期刊
INTERNATIONAL JOURNAL OF MOLECULAR SCIENCES
卷 24, 期 9, 页码 -出版社
MDPI
DOI: 10.3390/ijms24098375
关键词
sphingolipids; sphingomyelinase; vasorelaxation; endothelial nitric oxide synthase; type 2 diabetes; thromboxane prostanoid receptor
Enhanced sphingomyelinase activity in a mouse model of type 2 diabetes mellitus leads to altered vascular effects, showing marked relaxation in diabetic mice. Sphingomyelinase has dual vasoactive effects, including TP-mediated vasoconstriction and NO-mediated vasorelaxation.

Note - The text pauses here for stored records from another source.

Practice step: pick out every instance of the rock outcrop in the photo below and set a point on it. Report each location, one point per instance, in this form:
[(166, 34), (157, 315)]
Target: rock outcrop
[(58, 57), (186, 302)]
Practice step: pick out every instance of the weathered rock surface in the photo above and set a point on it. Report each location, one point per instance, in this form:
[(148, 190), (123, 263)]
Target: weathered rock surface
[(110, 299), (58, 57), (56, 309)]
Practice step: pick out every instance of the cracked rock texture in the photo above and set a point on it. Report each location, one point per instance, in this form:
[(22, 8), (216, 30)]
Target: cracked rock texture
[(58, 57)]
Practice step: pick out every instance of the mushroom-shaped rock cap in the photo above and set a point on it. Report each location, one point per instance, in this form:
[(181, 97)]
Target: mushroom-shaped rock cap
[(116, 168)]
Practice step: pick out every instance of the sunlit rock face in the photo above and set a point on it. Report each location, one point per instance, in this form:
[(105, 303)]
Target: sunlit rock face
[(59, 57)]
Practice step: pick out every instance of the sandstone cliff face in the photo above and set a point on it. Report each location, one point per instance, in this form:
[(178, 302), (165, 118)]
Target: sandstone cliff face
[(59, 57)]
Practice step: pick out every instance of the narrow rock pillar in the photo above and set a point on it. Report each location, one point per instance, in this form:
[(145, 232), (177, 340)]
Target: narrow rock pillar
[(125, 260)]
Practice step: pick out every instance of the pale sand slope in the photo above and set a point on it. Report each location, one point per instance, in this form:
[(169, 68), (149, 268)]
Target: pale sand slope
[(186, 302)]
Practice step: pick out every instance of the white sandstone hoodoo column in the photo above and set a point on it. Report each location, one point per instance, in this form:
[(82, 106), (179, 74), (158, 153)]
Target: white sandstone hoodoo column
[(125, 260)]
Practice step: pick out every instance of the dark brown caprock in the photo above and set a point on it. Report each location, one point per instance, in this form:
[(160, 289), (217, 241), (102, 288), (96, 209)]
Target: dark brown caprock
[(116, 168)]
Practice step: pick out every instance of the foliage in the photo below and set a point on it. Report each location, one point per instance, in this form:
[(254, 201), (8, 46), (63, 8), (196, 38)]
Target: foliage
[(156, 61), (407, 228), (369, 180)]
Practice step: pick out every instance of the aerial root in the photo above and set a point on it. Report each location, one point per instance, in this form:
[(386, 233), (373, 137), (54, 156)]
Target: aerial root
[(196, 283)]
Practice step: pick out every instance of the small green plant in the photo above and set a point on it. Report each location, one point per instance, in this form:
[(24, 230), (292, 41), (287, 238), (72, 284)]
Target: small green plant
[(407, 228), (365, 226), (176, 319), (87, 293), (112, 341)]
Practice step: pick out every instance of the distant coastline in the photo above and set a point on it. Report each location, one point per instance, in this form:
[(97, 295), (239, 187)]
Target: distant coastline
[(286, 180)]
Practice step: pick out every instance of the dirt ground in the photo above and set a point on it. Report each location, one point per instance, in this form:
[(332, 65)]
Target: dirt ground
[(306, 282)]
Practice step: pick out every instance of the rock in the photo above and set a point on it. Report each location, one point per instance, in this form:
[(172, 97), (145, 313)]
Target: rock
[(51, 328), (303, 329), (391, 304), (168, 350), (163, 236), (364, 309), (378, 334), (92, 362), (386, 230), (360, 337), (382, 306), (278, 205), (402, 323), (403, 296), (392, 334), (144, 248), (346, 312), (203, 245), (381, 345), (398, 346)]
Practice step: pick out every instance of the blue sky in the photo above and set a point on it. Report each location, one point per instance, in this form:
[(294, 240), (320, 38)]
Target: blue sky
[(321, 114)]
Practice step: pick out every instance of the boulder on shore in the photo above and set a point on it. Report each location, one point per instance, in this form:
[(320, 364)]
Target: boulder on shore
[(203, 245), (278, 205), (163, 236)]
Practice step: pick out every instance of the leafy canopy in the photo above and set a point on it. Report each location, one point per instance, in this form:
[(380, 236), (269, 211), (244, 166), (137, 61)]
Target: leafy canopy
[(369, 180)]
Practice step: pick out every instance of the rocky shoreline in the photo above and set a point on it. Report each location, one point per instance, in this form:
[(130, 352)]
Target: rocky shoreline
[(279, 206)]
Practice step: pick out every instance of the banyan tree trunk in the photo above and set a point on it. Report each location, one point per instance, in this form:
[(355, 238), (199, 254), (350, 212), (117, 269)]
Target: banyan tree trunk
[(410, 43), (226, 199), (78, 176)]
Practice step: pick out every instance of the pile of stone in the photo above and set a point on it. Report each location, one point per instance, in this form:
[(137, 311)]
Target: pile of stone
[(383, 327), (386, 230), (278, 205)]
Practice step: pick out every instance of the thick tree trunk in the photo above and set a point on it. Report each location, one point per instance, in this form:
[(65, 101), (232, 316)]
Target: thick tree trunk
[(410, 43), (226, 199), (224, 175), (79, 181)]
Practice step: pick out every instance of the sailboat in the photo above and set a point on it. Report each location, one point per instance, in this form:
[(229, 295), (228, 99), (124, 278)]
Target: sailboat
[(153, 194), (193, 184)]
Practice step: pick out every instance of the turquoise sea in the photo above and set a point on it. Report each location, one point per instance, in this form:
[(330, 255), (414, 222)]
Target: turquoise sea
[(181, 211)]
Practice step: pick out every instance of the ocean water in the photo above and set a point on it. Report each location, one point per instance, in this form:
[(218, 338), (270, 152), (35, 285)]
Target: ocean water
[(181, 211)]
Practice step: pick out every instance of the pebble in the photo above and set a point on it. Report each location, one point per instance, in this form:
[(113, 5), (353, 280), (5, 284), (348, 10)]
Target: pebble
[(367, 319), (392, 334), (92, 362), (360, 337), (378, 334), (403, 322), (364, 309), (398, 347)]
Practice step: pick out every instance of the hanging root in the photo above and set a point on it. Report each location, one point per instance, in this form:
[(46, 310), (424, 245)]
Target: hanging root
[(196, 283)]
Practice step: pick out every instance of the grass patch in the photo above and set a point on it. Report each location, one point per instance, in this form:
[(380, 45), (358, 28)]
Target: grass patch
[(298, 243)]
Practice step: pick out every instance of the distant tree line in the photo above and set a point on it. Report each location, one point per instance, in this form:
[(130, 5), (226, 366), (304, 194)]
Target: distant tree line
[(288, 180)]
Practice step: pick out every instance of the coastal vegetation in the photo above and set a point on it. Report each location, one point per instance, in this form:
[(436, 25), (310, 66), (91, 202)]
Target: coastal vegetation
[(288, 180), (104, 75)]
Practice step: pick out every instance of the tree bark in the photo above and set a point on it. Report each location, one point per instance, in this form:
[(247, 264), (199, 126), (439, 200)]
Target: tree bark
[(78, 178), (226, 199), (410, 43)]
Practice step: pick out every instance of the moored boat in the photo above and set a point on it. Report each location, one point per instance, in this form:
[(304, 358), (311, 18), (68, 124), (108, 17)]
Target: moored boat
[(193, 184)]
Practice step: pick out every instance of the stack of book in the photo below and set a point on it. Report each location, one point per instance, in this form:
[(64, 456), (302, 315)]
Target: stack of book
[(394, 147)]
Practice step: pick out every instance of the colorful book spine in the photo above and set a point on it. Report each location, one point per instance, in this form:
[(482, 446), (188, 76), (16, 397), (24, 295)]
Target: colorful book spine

Sphingolipids are important biological mediators both in health and disease. We investigated the vascular effects of enhanced sphingomyelinase (SMase) activity in a mouse model of type 2 diabetes mellitus (T2DM) to gain an understanding of the signaling pathways involved. Myography was used to measure changes in the tone of the thoracic aorta after administration of 0.2 U/mL neutral SMase in the presence or absence of the thromboxane prostanoid (TP) receptor antagonist SQ 29,548 and the nitric oxide synthase (NOS) inhibitor L-NAME. In precontracted aortic segments of non-diabetic mice, SMase induced transient contraction and subsequent weak relaxation, whereas vessels of diabetic (Lepr(db)/Lepr(db), referred to as db/db) mice showed marked relaxation. In the presence of the TP receptor antagonist, SMase induced enhanced relaxation in both groups, which was 3-fold stronger in the vessels of db/db mice as compared to controls and could not be abolished by ceramidase or sphingosine-kinase inhibitors. Co-administration of the NOS inhibitor L-NAME abolished vasorelaxation in both groups. Our results indicate dual vasoactive effects of SMase: TP-mediated vasoconstriction and NO-mediated vasorelaxation. Surprisingly, in spite of the general endothelial dysfunction in T2DM, the endothelial NOS-mediated vasorelaxant effect of SMase was markedly enhanced.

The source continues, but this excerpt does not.